In Los Angeles, restaurants are starting to open up that push back against that concept. Instead of engineering Chinese food to work for American tastes, they’re twisting up beloved American dishes to work with the traditional flavors of China and Taiwan. While you might expect to find this through the lens of fine dining, one of the pioneers of this movement is a small boba shop and cafe in the heart of LA’s San Gabriel Valley.

The spot is called Bopomofo Cafe, a modern take on boba and American-born Chinese food. Bopomofo, which is named after the first four letters of the Taiwanese Mandarin alphabet, is co-owned by Philip Wang, one of the main creative forces behind Asian-American YouTube and digital media powerhouse Wong Fu Productions.
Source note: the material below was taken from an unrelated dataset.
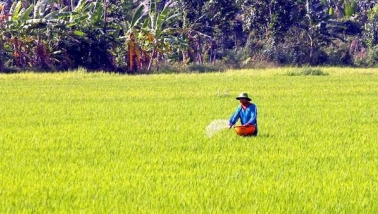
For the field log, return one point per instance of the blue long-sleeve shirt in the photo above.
(247, 116)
Wang, together with his co-owner Eric Wang and chef Andrew Park, have put together a revolutionary menu that fuses Chinese, Taiwanese, and American together, but not catering to the “American runs on sweet” mantra.
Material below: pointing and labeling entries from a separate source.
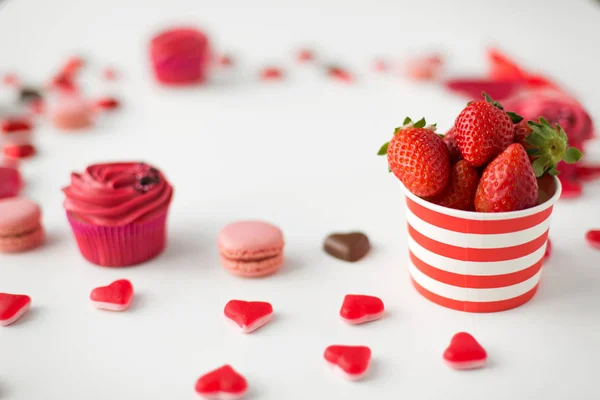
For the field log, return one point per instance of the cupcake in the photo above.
(118, 212)
(180, 56)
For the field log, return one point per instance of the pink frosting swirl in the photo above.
(117, 194)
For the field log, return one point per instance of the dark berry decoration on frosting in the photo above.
(146, 178)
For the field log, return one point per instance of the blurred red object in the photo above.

“We always thought that there’s new American food,” Wang told Foodbeast, “but there’s no new real Asian-American food, and that’s kind of how we saw our menu.”

As a result, you get dishes that explode with equal, stunning amounts of creativity and flavor. The gold standard at Bopomofo is the Ma Po Tofu Tater Tots, which swaps out the Sichuan classic in a modern rendition of chili cheese tots. Since mapo tofu is typically served over rice, the crunch and fattiness of the tots is an unexpected yet welcome contrast that elevates both dishes this one is inspired by.

Other such innovative items on Bopomofo’s menu include a Walnut Shrimp Burger, nachos made from Chinese scallion pancakes and topped with braised pork belly, a fried chicken sandwich modeled on Taiwanese flavors and cooking techniques, and a “MOFO Club” inspired by Wang’s travels to Taiwan.

Bopomofo keeps that creativity going in their drink selection as well. Whether it’s a beet-colored Taro Milk or a dreamsicle-like take on Orange Bang! (called Orange Wang), you get nostalgia yet novelty in every sip and bite of the cuisine served up here.

With that creativity, Wang and his team are pushing the envelope of what it can mean to combine American, Chinese, and Taiwanese flavors. By staying true to core Chinese and Taiwanese flavors, but still using ingredients familiar to Americans, the food here becomes a potential pathway to explore authentic Chinese and Taiwanese tastes through an American lens.